Parfois, le vocabulaire et le lexique employés diffèrent totalement. « Jamais membre d'un parti », un nouveau militant termine le tour de parole sur les statuts en précisant que « les questions d'organisations sont justement celles qui le dérangent dans les partis politiques ». Devant des trotskistes connus pour leur sens de l'organisation légendaire, il n'hésite pas à conclure « qu'il est parfois nécessaire que cela déborde, que cela se désorganise aussi un peu ». Michel, quant à lui, annonce que « le parti, afin de mieux communiquer, ne doit pas donner aux gens une image trompeuse ». Une diversité d'âge et de parcours, qui n'a pas troublé la sérénité des débats.
Les principes fondateurs, les statuts, la situation politique et sociale ont alternativement été abordés sans euphorie, stylos et catalogues d'amendements à la main.
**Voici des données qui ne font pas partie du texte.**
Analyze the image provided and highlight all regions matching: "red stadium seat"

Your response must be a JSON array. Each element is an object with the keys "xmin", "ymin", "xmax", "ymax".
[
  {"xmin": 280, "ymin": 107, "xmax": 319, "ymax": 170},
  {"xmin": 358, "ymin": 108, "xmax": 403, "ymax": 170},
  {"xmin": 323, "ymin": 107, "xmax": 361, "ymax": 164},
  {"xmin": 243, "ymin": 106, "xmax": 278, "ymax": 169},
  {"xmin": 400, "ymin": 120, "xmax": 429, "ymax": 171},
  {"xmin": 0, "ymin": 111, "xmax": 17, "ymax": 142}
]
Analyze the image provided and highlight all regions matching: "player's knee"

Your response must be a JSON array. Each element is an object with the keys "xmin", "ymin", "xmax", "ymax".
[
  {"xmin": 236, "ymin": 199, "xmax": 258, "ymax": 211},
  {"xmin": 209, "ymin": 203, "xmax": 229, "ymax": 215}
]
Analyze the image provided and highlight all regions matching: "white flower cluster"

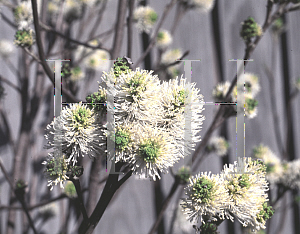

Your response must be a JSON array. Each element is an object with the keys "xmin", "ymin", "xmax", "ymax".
[
  {"xmin": 14, "ymin": 0, "xmax": 33, "ymax": 30},
  {"xmin": 212, "ymin": 73, "xmax": 260, "ymax": 119},
  {"xmin": 181, "ymin": 158, "xmax": 270, "ymax": 230},
  {"xmin": 253, "ymin": 144, "xmax": 283, "ymax": 186},
  {"xmin": 43, "ymin": 103, "xmax": 106, "ymax": 190},
  {"xmin": 102, "ymin": 63, "xmax": 204, "ymax": 180},
  {"xmin": 133, "ymin": 6, "xmax": 157, "ymax": 33},
  {"xmin": 0, "ymin": 39, "xmax": 15, "ymax": 58}
]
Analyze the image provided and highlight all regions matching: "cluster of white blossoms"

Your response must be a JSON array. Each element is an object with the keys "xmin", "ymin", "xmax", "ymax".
[
  {"xmin": 181, "ymin": 158, "xmax": 273, "ymax": 230},
  {"xmin": 43, "ymin": 59, "xmax": 204, "ymax": 188},
  {"xmin": 156, "ymin": 29, "xmax": 173, "ymax": 49},
  {"xmin": 253, "ymin": 144, "xmax": 284, "ymax": 186},
  {"xmin": 99, "ymin": 59, "xmax": 204, "ymax": 180},
  {"xmin": 45, "ymin": 102, "xmax": 105, "ymax": 166},
  {"xmin": 212, "ymin": 73, "xmax": 260, "ymax": 119},
  {"xmin": 279, "ymin": 159, "xmax": 300, "ymax": 190},
  {"xmin": 133, "ymin": 6, "xmax": 158, "ymax": 33},
  {"xmin": 207, "ymin": 137, "xmax": 229, "ymax": 157},
  {"xmin": 14, "ymin": 1, "xmax": 33, "ymax": 30},
  {"xmin": 0, "ymin": 39, "xmax": 15, "ymax": 58},
  {"xmin": 43, "ymin": 103, "xmax": 106, "ymax": 190}
]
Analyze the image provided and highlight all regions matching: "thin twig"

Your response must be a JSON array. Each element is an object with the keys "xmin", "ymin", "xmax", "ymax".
[
  {"xmin": 127, "ymin": 0, "xmax": 134, "ymax": 58},
  {"xmin": 0, "ymin": 107, "xmax": 16, "ymax": 154},
  {"xmin": 149, "ymin": 179, "xmax": 179, "ymax": 234},
  {"xmin": 71, "ymin": 178, "xmax": 88, "ymax": 221},
  {"xmin": 265, "ymin": 66, "xmax": 285, "ymax": 155},
  {"xmin": 39, "ymin": 22, "xmax": 110, "ymax": 52},
  {"xmin": 111, "ymin": 0, "xmax": 127, "ymax": 59}
]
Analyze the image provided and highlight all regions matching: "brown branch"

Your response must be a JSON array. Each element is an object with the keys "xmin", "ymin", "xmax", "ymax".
[
  {"xmin": 127, "ymin": 0, "xmax": 134, "ymax": 58},
  {"xmin": 149, "ymin": 179, "xmax": 179, "ymax": 234},
  {"xmin": 39, "ymin": 22, "xmax": 110, "ymax": 52},
  {"xmin": 71, "ymin": 178, "xmax": 88, "ymax": 221}
]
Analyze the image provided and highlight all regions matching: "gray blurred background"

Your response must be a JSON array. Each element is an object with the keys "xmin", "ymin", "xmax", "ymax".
[{"xmin": 0, "ymin": 0, "xmax": 300, "ymax": 234}]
La discussion sur les élections européennes, première échéance électorale du nouveau parti, est de loin celle qui a retenu la plus grande attention parmi l'assistance.
« Parti Anticapitaliste et Révolutionnaire » ?
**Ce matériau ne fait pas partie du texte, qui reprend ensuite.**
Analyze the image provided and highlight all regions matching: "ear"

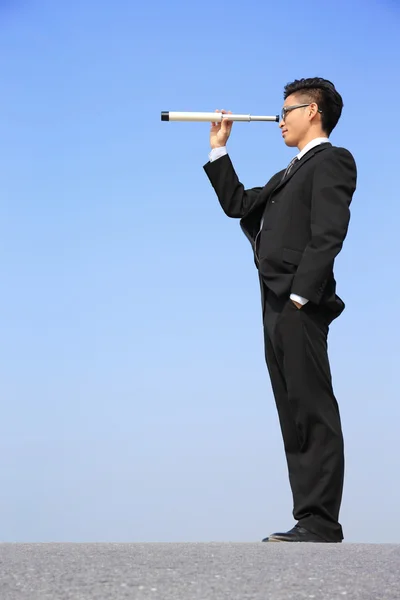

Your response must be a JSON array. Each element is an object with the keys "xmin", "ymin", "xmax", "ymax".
[{"xmin": 308, "ymin": 102, "xmax": 318, "ymax": 119}]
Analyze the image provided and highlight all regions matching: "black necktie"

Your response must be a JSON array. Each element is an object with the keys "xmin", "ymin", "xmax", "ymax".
[{"xmin": 281, "ymin": 156, "xmax": 299, "ymax": 181}]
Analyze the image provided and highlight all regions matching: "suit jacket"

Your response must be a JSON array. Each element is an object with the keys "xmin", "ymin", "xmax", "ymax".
[{"xmin": 204, "ymin": 143, "xmax": 357, "ymax": 318}]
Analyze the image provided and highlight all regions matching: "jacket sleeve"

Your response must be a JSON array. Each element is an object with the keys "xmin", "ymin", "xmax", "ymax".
[
  {"xmin": 203, "ymin": 154, "xmax": 263, "ymax": 219},
  {"xmin": 291, "ymin": 148, "xmax": 357, "ymax": 304}
]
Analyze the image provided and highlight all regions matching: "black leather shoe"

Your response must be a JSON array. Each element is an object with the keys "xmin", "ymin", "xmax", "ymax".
[{"xmin": 262, "ymin": 525, "xmax": 336, "ymax": 543}]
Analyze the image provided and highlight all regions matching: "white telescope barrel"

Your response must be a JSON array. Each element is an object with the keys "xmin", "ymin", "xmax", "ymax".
[{"xmin": 161, "ymin": 110, "xmax": 279, "ymax": 123}]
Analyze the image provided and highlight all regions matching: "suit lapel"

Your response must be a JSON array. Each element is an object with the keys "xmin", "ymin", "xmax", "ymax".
[{"xmin": 274, "ymin": 142, "xmax": 332, "ymax": 193}]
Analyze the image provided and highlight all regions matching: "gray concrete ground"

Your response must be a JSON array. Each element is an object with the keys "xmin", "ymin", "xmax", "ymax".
[{"xmin": 0, "ymin": 542, "xmax": 400, "ymax": 600}]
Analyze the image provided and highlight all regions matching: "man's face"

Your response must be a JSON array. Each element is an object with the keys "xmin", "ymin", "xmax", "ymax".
[{"xmin": 279, "ymin": 94, "xmax": 311, "ymax": 147}]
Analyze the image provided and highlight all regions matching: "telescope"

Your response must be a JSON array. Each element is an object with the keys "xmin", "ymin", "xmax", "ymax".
[{"xmin": 161, "ymin": 110, "xmax": 279, "ymax": 123}]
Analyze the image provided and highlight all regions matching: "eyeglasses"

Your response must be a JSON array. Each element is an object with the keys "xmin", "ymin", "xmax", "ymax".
[{"xmin": 281, "ymin": 102, "xmax": 322, "ymax": 121}]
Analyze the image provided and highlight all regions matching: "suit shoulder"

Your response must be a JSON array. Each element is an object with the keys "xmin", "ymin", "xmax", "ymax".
[{"xmin": 330, "ymin": 146, "xmax": 356, "ymax": 163}]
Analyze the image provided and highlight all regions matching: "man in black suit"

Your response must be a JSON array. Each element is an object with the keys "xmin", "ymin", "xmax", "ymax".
[{"xmin": 204, "ymin": 78, "xmax": 356, "ymax": 542}]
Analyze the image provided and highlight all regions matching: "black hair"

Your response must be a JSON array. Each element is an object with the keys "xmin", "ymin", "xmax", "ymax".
[{"xmin": 283, "ymin": 77, "xmax": 343, "ymax": 135}]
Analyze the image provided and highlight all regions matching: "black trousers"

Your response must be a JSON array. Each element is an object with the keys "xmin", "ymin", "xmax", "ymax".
[{"xmin": 261, "ymin": 283, "xmax": 344, "ymax": 542}]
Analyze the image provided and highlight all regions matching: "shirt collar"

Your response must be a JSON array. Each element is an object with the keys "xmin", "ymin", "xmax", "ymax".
[{"xmin": 297, "ymin": 138, "xmax": 329, "ymax": 160}]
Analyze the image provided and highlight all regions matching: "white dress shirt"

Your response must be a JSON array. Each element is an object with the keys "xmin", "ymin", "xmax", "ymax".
[{"xmin": 208, "ymin": 137, "xmax": 329, "ymax": 306}]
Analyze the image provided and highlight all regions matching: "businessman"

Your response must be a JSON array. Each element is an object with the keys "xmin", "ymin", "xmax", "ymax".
[{"xmin": 204, "ymin": 78, "xmax": 357, "ymax": 542}]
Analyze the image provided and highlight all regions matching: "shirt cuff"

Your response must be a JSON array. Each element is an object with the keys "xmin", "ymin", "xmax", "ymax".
[
  {"xmin": 208, "ymin": 146, "xmax": 228, "ymax": 162},
  {"xmin": 290, "ymin": 294, "xmax": 308, "ymax": 306}
]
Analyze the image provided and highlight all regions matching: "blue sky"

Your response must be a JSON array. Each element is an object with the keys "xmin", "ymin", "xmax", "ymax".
[{"xmin": 0, "ymin": 0, "xmax": 400, "ymax": 542}]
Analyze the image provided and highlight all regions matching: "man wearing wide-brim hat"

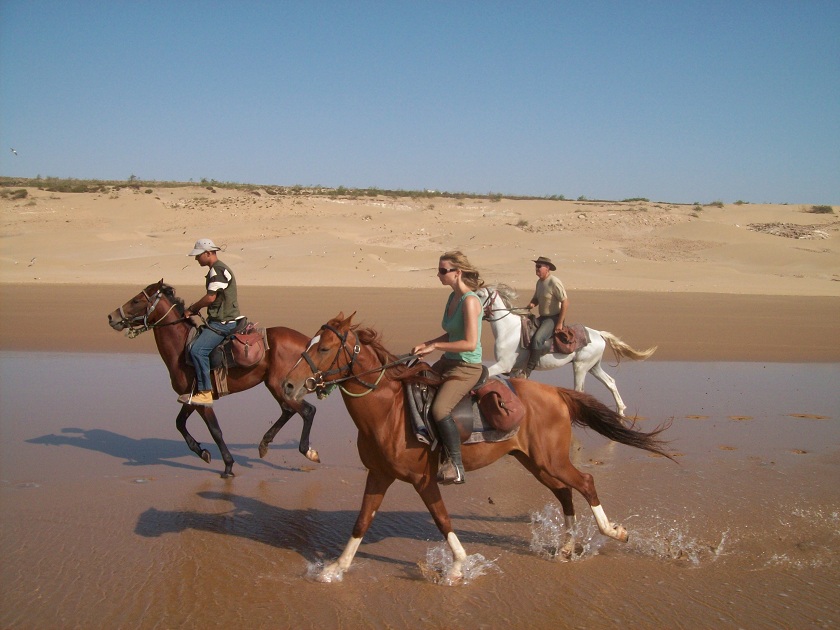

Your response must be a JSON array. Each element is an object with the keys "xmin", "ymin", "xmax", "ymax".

Les orientations du nouveau parti ne seront connues qu'à l'issue des débats locaux et du congrès national début février. Toujours est-il que le débat de dimanche sur le nom du futur parti est porteur de sens : malgré vingt et une propositions avancées, le Nouveau Parti Anticapitaliste risque de s'appeler le Nouveau Parti Anticapitaliste !
Un choix révélant que dans l'esprit de beaucoup de militants, le NPA se trouve dans une phase de transition qui ne s'arrêtera pas avec ce congrès. Même avec plus de 8000 militants revendiqués, la constitution du parti serait loin d'être terminée. « Ce congrès permet de faire le point, indique Maya Claret. Il s'agit d'un premier jet, on ne peut pas tout régler en une seule fois ».
Un nom de transition, donc, mais qui correspond à un projet anticapitaliste, dont le contenu continuerait d'être défini collectivement avec des nouveaux venus.